As you can see, I decided to go a bit festive with this week’s Rewind, to get into the spirit of things! Just like the Ghost of Christmas Past, I’ll be taking us back to 2009 to take a look at Disney’s A Christmas Carol.
The film is yet another adaptation of Charles Dickens’ infamous novella, and is easily my favourite Christmas tale of all time. After the recent release of The Man Who Invented Christmas, in which an eccentric Dan Stevens plays Dickens during the writing of the novella, I can easily say my love has been renewed twofold. While Disney’s version was received with mixed views, it’s generally well-liked by those wanting to get into the Christmas spirit.
I think most people at least have an idea of the story of A Christmas Carol. For those who need a refresher, here we go:
The film follows Ebeneezer Scrooge (Jim Carrey), an elderly miser who finds joy nowhere, and finds greater misery in witnessing the joy of other people. He is the local money-lender, which doesn’t help his reputation around London. As well as all that – he tries to make his underling, Bob Crachit (Gary Oldman) as miserable as possible by paying him very little and trying to make him work right up to Christmas day – this is not a pleasant fellow we’re dealing with!

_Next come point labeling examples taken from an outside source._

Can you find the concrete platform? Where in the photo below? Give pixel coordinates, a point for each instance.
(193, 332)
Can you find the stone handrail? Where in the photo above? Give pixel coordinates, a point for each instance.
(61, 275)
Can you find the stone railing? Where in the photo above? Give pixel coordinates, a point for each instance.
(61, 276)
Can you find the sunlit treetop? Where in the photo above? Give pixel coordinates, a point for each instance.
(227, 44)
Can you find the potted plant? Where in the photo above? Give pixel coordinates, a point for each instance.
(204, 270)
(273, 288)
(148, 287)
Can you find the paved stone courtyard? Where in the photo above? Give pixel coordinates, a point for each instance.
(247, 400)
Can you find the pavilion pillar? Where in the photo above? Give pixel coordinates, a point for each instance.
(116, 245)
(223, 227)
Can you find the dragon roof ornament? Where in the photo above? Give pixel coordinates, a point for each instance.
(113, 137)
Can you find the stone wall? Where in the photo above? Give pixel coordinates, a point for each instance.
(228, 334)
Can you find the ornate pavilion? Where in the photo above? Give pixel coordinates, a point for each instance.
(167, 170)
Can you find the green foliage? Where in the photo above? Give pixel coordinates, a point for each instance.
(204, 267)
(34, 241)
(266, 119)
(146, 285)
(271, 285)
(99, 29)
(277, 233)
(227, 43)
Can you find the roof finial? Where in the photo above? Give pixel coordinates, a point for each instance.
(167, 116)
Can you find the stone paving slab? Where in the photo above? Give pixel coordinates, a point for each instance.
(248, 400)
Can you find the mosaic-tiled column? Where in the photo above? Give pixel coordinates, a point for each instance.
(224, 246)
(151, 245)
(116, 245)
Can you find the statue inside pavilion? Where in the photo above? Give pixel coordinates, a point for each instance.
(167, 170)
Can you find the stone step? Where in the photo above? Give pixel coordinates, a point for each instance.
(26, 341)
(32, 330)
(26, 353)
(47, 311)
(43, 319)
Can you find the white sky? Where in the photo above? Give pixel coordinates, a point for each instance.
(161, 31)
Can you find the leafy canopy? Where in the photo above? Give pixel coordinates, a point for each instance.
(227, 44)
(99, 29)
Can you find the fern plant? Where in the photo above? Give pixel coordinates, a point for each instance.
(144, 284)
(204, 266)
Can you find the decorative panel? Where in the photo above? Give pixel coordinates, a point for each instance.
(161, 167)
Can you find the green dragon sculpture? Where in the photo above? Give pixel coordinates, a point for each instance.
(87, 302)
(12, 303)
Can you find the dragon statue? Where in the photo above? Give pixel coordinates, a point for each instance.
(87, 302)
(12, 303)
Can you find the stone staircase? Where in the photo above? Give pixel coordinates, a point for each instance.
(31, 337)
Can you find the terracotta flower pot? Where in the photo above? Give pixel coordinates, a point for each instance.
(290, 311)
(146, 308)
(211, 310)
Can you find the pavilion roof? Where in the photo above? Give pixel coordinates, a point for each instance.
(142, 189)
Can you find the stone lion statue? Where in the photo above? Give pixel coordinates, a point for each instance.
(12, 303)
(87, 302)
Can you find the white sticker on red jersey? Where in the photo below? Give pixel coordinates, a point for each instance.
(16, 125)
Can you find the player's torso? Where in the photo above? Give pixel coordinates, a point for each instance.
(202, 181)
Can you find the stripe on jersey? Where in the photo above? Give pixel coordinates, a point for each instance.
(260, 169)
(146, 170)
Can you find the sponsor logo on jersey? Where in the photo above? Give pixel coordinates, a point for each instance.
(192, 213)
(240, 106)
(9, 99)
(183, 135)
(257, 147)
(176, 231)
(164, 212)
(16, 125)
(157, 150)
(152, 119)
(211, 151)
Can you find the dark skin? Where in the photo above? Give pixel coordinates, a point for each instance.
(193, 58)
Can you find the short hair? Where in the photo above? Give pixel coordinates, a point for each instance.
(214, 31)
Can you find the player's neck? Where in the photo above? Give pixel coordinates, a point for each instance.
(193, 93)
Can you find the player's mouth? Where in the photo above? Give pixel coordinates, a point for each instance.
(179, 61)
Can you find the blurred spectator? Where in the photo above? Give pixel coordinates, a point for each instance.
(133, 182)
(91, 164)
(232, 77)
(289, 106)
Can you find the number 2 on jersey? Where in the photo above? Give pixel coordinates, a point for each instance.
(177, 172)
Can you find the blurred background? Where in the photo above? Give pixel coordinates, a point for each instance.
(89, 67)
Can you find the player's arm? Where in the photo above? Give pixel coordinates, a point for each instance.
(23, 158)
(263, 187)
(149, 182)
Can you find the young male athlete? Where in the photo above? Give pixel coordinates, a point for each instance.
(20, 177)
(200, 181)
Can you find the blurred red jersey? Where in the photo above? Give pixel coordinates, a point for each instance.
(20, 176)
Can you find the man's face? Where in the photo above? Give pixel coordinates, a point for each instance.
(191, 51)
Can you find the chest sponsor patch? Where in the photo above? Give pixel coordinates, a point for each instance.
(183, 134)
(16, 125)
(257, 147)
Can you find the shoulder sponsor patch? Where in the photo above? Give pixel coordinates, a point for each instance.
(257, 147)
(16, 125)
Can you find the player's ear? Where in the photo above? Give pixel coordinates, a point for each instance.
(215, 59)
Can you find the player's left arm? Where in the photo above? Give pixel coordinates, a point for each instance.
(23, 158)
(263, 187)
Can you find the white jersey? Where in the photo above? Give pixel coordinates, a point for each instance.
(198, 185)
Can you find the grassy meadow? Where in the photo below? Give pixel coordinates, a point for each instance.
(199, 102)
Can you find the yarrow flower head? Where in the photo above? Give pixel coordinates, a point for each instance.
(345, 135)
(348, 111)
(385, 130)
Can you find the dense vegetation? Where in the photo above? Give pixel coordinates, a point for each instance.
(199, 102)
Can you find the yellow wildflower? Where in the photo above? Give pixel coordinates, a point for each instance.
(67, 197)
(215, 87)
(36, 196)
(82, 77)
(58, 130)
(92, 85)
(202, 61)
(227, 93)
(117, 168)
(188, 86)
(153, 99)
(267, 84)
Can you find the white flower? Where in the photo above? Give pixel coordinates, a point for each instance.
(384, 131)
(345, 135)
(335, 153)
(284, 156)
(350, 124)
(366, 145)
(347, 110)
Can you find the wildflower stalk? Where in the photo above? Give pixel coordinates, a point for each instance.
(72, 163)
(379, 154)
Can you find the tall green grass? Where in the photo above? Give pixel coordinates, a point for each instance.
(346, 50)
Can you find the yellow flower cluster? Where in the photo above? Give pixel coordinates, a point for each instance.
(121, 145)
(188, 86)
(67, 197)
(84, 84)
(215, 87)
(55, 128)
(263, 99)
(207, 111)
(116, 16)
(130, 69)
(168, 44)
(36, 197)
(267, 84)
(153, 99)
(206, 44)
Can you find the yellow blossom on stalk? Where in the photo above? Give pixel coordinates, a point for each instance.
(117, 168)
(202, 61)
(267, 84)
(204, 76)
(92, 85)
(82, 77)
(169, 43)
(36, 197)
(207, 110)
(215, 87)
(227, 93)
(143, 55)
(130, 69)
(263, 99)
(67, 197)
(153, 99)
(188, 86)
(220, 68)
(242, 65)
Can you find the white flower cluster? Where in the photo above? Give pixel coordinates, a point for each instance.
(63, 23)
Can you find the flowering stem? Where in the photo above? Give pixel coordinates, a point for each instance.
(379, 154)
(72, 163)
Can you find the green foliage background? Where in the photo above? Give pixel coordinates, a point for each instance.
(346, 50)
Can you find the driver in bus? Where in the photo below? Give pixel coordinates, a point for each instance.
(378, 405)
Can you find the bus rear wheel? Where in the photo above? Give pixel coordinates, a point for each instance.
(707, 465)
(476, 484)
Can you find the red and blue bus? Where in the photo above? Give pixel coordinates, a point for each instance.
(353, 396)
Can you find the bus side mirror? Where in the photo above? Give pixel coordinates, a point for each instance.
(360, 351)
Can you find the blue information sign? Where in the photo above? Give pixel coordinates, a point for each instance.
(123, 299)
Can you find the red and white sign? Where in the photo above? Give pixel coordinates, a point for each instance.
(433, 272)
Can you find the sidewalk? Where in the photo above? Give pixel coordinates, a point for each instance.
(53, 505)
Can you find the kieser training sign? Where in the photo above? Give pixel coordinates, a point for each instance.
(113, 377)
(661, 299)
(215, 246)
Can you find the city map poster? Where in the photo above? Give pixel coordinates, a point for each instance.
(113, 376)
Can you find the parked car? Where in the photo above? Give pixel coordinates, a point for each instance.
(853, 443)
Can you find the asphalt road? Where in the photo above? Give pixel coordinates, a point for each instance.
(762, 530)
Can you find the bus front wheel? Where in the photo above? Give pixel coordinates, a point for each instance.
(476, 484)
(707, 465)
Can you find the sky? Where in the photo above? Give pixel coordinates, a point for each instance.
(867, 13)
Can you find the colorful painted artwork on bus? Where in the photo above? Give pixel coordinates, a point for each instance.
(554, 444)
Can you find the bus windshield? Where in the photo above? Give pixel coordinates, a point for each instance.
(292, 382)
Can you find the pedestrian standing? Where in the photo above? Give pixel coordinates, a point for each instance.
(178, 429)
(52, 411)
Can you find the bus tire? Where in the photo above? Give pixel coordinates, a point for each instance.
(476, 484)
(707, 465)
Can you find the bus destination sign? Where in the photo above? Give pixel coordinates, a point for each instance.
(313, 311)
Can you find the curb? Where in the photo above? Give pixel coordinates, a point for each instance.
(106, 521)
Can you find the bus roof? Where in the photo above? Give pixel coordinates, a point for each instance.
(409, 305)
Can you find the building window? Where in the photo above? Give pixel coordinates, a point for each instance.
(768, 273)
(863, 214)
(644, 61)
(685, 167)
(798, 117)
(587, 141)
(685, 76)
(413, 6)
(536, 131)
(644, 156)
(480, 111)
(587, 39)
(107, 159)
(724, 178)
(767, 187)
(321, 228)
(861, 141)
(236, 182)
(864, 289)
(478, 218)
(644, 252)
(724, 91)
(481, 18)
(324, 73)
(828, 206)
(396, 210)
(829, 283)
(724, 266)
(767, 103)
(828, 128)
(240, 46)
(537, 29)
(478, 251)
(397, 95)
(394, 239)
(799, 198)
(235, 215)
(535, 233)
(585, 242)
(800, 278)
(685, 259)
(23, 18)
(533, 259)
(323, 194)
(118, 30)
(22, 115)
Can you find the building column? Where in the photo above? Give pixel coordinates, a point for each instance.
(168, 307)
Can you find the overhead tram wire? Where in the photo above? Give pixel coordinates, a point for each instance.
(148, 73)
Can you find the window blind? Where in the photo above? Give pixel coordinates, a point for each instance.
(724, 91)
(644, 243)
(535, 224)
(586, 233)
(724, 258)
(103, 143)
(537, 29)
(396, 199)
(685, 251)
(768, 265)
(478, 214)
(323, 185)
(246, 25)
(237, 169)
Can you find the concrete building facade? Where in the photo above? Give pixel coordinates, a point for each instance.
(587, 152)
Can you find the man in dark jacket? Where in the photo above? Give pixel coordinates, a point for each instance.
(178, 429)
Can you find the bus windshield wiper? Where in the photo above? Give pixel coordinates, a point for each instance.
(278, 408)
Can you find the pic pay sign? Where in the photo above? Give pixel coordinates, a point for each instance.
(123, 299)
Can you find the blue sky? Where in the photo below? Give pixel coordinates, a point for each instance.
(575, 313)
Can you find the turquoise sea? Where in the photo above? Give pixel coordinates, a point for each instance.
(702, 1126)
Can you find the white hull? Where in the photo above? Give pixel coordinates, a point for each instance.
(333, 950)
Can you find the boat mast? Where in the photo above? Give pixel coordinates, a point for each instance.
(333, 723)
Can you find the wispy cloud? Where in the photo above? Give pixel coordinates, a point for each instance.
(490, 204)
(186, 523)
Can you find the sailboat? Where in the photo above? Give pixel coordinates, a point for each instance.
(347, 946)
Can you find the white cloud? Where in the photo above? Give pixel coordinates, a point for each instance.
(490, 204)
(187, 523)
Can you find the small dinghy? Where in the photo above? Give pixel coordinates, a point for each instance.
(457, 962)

As Christmas fast approaches, Scrooge deepens into his selfishness and lonliness, going so far as to tell a neighbour that the young and poor would be better of dying in order to “decrease the surplus population” (a line which always gives me chills!). Needless to say, Scrooge needs to change his ways fast. This spurs on a visit from the ghost of his old business partner, Jacob Marley, whom Scrooge bonded with over their mutual miserly ways. He warns Scrooge if he doesn’t change his ways, he will be cursed to an afterlife in which he wears the heavy chains he forged in life.
Cue a visit from three more ghosts, the candle-like Ghost of Christmas Past, the jolly Ghost of Christmas Present, and the foreboding Ghost of Christmas Yet To Come. The ghosts take the miser through his Christmases, forcing him to reflect on his own suffering, up to the suffering he causes – leading to a rather heart-pounding scene where the terrified Scrooge realises he is heading towards a lonely death in which the city celebrates rather than mourns his loss.
Scrooge wakes up on Christmas morning a changed man. He gleefully rushes through the snow to spread some Christmas cheer, his heart filled with happiness and kindness. He surprises the Cratchits with a turkey dinner and even raises Bob’s wage. Now his sickly son, Tiny Tim will live. If this isn’t an uplifting ending, I don’t know what is!
A Christmas Carol has everything I love in a story: strong characters, ample character development, and the perfect balance between dark themes and humour. Disney’s version wraps it up nicely into its 3D-motion captured film. It brings the film to life in a way I could never have thought possible! Jim Carrey‘s performance is to be commended. Prior to watching this film, I figured Carrey was incapable of playing anything other than the goofy characters he’s famous for (while I do know he’s played his share of serious roles, I’d never seen them). But without him, the film certainly wouldn’t be the same!
His supporting cast helps make this adaptation show-stopping, from Gary Oldman playing the lovable, caring Bob Cratchit, to Colin Firth, who plays Scrooge’s nephew, Fred Holywell.
Given the entire film was made using motion-capture, the performances should also be praised. Carrey provided movements, not just for Scrooge, but for the three ghosts also. Such physically taxing performances certainly paid off. Every other performance were also carried with flair! Not to mention the backgrounds, the sets and the overall graphics are just beautiful. Dickens’ London is a very specific thing. The production team, quite frankly, nailed it!
I certainly recommend giving this film a watch. In my household, we have a tradition in which we gather around on Christmas Eve with a whole pile of snacks and watch A Christmas Carol. I would also recommend going to see The Man Who Invented Christmas, which accompanies the classic tale wondrously!
To those who disagree, I have one thing to say to you – “bah, humbug!” (only kidding!)